Over those crucial three years, GLLI focused on two pivotal initiatives: student innovation clubs, designed to nurture innovation among young individuals, and "Iziko," which facilitated parenting circles. The aim of Iziko was to empower parents and educators with the knowledge and skills to cultivate nurturing and enabling relationships with children. The overarching belief was that every individual enters the world with a unique gift or "ray of light." If identified early in life and provided with the appropriate tools and environment, this gift could flourish, leading to prosperity for the individual and their community.
However, GLLI’s founders recognised that when parents and teachers employed oppressive or disempowering methods in raising children, these gifts could remain unfulfilled and the light within the children dimmed. They also found that in addition to lack of skills, the stress of poverty, among primary caregivers, especially women were major impediments to building these nurturing and enabling relationships with their children to help them identify and develop their “lights”.
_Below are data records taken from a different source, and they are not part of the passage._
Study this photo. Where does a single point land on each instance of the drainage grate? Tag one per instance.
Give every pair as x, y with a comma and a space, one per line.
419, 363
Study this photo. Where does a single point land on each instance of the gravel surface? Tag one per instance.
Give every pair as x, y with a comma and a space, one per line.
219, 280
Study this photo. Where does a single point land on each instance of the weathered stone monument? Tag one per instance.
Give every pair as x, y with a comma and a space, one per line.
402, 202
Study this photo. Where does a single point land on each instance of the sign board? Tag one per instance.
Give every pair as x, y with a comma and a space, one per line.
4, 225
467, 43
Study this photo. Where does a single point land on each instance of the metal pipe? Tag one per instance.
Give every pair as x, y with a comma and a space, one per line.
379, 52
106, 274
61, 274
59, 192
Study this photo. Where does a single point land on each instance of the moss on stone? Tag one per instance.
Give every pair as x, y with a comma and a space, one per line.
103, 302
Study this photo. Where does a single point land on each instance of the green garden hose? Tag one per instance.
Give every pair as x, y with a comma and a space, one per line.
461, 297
In 2018, in collaboration with the Goldin Institute, GLLI organised a community visioning summit at Saint John's College in Mthatha, Eastern Cape. This gathering brought together students, youths, parents, community leaders, teachers, and Walter Sisulu University to collectively reflect on the genuine needs of the community and envisage programmes that would address those pressing needs.
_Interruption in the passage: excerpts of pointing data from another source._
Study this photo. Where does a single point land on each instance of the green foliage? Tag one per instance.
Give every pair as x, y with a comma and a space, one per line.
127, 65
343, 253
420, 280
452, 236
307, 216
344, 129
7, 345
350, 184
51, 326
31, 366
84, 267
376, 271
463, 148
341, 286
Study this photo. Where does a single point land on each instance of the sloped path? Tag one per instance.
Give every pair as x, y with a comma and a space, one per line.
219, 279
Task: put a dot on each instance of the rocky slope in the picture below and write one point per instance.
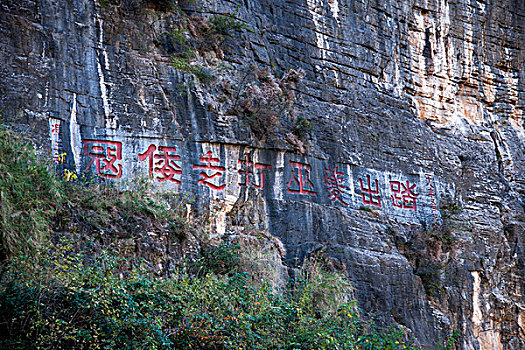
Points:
(390, 135)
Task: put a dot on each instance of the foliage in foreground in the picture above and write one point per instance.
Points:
(70, 300)
(62, 293)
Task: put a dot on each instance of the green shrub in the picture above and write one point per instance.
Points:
(70, 300)
(30, 195)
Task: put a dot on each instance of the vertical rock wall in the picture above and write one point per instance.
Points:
(425, 97)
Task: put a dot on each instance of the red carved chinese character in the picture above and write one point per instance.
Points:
(248, 171)
(334, 183)
(162, 160)
(302, 179)
(370, 193)
(104, 154)
(403, 196)
(208, 158)
(55, 129)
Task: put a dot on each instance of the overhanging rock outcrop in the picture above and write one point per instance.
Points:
(401, 152)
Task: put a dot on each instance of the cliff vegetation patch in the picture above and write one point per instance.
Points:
(82, 287)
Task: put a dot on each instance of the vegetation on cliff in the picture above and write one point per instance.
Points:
(67, 282)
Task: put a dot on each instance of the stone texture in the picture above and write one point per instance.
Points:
(403, 88)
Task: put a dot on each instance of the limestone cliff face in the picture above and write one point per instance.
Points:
(400, 151)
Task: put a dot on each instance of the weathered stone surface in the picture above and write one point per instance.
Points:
(393, 90)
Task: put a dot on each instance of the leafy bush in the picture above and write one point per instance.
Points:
(68, 300)
(30, 195)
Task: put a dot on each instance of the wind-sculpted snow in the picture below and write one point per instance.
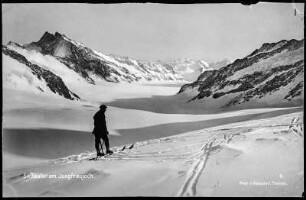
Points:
(226, 160)
(272, 74)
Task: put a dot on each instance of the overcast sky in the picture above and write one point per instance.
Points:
(210, 32)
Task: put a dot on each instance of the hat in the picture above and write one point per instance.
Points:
(103, 106)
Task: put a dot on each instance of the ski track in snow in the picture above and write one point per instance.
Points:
(198, 158)
(194, 173)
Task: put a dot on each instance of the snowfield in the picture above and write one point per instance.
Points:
(259, 157)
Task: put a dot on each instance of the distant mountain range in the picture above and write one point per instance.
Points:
(271, 75)
(66, 60)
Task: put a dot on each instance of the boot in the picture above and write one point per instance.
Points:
(108, 151)
(99, 154)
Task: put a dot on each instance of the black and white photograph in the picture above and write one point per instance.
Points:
(153, 99)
From this summit and the extensive groundwork previously conducted in South Africa and Botswana, GLLI developed its current model and its core activities. These community-driven efforts have proven highly successful. GLLI remains dedicated to identifying the ever-changing needs of the community and adapting its solutions to address them. A prime example of this adaptability is demonstrated in the GLLI’s response to the challenges posed by the COVID-19 pandemic to small women-owned businesses through Ibali lam.